The control device executes the high-temperature control without executing the low-temperature control when executing the high-temperature switching mode without executing the low-temperature chilling mode.

3. The refrigerator of claim 1 or 2, wherein,

The control device executes the low-temperature control without executing the high-temperature control when executing the low-temperature chilling mode without executing the high-temperature switching mode.

4. The refrigerator of claim 1, wherein,

The control device alternately executes the high temperature control and the low temperature control at different predetermined periods when both the high temperature switching mode and the low temperature chilling mode are executed, and controls the low temperature control in a direction to further lower the temperature of the chilled zone and makes the execution period of the low temperature control shorter than the high temperature control in 1 period, compared with the case where the low temperature chilling mode is executed without executing the high temperature switching mode.

5. The refrigerator of claim 1 or 4, wherein,

The control device executes the high-temperature control and the low-temperature control in different cycles when executing both the high-temperature switching mode and the low-temperature chilling mode, and shortens the execution period of the high-temperature control in 1 cycle by controlling the high-temperature control in a direction to further raise the temperature of the high-temperature switching zone as compared with a case where the high-temperature switching mode is executed without executing the low-temperature chilling mode.

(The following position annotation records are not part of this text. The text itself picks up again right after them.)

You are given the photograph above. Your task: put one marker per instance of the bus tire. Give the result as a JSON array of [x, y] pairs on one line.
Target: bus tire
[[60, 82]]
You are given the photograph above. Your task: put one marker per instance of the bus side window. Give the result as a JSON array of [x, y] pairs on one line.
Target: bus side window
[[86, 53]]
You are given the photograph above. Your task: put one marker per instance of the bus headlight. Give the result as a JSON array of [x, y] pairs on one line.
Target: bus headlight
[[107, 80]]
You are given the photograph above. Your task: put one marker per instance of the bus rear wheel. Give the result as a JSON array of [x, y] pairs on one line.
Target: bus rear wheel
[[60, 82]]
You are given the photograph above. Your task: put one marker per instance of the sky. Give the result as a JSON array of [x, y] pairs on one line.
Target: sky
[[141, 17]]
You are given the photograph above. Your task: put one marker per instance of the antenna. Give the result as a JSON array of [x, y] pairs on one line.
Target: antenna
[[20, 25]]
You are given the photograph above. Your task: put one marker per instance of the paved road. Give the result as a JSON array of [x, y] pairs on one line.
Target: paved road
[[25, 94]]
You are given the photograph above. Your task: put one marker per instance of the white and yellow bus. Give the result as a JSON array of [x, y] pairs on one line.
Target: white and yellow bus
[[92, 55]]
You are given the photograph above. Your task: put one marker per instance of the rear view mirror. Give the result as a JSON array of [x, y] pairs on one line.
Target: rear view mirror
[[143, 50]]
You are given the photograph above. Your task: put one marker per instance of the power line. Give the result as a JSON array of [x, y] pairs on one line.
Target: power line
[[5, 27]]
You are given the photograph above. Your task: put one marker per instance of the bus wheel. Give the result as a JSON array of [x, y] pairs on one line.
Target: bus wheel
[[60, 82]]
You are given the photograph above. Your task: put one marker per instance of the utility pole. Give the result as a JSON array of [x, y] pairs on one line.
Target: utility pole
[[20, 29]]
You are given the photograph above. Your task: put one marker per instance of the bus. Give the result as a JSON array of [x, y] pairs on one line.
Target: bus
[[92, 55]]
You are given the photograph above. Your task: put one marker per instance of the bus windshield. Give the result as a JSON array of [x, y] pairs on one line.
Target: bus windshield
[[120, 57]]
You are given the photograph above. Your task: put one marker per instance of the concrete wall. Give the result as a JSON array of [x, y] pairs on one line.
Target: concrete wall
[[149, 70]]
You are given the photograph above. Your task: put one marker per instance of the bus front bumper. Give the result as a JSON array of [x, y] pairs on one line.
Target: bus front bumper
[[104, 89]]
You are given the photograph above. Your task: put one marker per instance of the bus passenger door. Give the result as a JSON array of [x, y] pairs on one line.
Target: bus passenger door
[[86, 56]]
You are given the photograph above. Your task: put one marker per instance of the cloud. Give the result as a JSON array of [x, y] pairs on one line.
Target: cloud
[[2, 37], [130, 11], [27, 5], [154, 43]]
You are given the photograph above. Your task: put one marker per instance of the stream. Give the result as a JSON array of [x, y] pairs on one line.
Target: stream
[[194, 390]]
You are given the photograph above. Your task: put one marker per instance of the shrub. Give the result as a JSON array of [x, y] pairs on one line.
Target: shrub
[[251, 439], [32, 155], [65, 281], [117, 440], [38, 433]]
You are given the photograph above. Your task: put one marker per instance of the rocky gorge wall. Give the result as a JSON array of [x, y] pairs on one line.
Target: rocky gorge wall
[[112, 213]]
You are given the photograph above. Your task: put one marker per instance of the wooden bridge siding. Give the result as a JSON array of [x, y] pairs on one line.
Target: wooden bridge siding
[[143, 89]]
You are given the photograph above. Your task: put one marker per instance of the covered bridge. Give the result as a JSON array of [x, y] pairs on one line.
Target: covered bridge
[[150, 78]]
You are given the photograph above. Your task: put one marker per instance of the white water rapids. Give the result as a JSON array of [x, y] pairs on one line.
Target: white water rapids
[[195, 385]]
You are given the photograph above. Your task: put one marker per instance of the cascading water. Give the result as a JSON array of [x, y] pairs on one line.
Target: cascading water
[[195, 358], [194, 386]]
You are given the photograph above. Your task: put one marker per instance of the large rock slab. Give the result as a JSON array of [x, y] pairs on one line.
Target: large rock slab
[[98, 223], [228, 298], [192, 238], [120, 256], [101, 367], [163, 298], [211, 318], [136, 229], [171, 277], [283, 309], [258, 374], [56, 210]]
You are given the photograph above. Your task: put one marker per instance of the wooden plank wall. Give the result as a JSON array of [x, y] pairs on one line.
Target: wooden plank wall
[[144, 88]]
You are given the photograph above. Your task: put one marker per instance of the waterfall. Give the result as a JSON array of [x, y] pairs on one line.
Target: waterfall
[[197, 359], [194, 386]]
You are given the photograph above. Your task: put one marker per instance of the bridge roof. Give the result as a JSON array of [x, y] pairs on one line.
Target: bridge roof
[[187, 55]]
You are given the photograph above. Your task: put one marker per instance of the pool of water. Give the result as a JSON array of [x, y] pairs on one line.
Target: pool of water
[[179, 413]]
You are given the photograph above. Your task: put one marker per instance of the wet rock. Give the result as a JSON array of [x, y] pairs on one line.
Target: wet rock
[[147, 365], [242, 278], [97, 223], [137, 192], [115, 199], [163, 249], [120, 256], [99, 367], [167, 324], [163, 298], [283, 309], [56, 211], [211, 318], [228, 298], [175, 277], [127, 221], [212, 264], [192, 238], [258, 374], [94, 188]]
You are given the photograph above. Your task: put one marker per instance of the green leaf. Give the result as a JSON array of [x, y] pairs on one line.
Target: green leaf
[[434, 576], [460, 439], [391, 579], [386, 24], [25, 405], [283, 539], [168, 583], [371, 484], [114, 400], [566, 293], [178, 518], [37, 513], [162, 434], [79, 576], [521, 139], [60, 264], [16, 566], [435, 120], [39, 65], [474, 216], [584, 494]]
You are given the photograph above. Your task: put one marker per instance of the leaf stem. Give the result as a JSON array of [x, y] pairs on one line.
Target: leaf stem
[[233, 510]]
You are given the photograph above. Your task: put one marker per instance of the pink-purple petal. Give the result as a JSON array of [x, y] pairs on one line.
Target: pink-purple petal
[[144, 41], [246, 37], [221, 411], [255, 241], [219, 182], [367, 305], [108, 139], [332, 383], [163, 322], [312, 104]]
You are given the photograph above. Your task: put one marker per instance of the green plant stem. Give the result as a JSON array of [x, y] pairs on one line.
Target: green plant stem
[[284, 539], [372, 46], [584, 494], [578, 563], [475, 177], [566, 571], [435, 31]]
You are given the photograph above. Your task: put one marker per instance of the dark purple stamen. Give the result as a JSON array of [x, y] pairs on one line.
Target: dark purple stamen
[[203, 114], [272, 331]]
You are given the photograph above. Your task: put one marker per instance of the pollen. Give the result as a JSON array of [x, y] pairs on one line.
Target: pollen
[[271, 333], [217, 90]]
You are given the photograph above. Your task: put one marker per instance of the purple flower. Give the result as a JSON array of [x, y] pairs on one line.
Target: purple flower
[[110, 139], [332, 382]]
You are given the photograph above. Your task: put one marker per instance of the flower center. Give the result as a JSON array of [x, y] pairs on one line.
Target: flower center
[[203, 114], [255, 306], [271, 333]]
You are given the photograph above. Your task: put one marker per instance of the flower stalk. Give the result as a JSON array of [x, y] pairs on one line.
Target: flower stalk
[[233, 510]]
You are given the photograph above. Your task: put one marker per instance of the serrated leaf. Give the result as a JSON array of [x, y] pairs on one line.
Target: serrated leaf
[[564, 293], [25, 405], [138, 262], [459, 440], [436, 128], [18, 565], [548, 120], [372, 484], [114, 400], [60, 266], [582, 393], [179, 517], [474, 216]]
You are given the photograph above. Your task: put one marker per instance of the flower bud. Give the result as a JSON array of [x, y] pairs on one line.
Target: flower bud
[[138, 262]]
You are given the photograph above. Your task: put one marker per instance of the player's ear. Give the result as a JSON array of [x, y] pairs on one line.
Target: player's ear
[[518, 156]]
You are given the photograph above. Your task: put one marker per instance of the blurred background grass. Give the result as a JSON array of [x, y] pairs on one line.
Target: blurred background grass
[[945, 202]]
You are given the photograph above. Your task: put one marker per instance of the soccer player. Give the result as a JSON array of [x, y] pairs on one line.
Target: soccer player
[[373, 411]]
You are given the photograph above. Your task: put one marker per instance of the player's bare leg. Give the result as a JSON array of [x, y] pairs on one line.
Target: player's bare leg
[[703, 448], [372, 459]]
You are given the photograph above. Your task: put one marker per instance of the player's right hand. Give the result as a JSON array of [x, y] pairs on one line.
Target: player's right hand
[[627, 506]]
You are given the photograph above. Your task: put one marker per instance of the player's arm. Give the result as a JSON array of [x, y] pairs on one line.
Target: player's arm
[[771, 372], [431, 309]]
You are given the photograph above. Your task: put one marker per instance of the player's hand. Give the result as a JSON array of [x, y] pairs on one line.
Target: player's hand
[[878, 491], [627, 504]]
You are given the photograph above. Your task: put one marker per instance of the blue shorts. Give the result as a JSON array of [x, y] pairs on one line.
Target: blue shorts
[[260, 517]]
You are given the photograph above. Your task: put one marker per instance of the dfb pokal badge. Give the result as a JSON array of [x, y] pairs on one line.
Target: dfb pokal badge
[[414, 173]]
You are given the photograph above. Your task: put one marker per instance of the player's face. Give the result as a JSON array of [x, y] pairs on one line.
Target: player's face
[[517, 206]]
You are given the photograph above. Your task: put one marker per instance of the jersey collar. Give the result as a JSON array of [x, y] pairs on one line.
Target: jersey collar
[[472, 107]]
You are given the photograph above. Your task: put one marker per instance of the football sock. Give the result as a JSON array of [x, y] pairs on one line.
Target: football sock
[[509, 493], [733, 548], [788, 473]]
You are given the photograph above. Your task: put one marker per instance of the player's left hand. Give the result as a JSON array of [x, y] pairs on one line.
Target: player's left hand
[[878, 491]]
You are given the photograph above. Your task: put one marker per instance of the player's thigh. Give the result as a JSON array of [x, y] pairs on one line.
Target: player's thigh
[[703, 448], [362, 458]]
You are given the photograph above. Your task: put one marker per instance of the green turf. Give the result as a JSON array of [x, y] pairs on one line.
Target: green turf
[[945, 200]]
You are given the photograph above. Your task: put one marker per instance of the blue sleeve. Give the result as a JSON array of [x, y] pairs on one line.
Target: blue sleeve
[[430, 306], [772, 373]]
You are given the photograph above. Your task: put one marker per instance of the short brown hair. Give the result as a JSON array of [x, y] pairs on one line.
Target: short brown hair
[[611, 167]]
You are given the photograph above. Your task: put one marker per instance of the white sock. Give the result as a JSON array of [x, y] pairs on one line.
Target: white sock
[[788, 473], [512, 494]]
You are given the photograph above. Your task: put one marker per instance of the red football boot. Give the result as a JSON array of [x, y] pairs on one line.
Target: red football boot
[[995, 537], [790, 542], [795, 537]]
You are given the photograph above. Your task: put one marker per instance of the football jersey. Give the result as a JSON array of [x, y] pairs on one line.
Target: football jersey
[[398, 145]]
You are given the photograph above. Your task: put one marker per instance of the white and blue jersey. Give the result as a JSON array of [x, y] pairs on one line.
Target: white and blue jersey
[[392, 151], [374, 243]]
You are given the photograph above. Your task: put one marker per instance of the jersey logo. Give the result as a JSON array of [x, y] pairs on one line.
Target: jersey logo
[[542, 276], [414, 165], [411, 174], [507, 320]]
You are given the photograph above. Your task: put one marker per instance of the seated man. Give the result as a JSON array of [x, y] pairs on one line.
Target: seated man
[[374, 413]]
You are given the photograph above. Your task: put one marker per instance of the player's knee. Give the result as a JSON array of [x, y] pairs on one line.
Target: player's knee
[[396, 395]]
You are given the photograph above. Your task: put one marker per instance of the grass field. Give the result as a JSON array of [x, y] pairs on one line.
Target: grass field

6. The refrigerator of claim 1 or 2, wherein,

Further comprises a blower for supplying cool air into the storage chamber,

The control device can control the driving of the blower, and when the high temperature switching mode is executed, the control device can control the blower to increase the blowing amount of the blower compared with the case of not executing the high temperature switching mode.

7. The refrigerator of claim 1 or 2, wherein,

Further comprises a blower for supplying cool air into the storage chamber,

The control device can control the driving of the blower, and when the low-temperature chilling mode is executed, the control device can control the blower to reduce the blowing amount of the blower compared with the case of not executing the low-temperature chilling mode.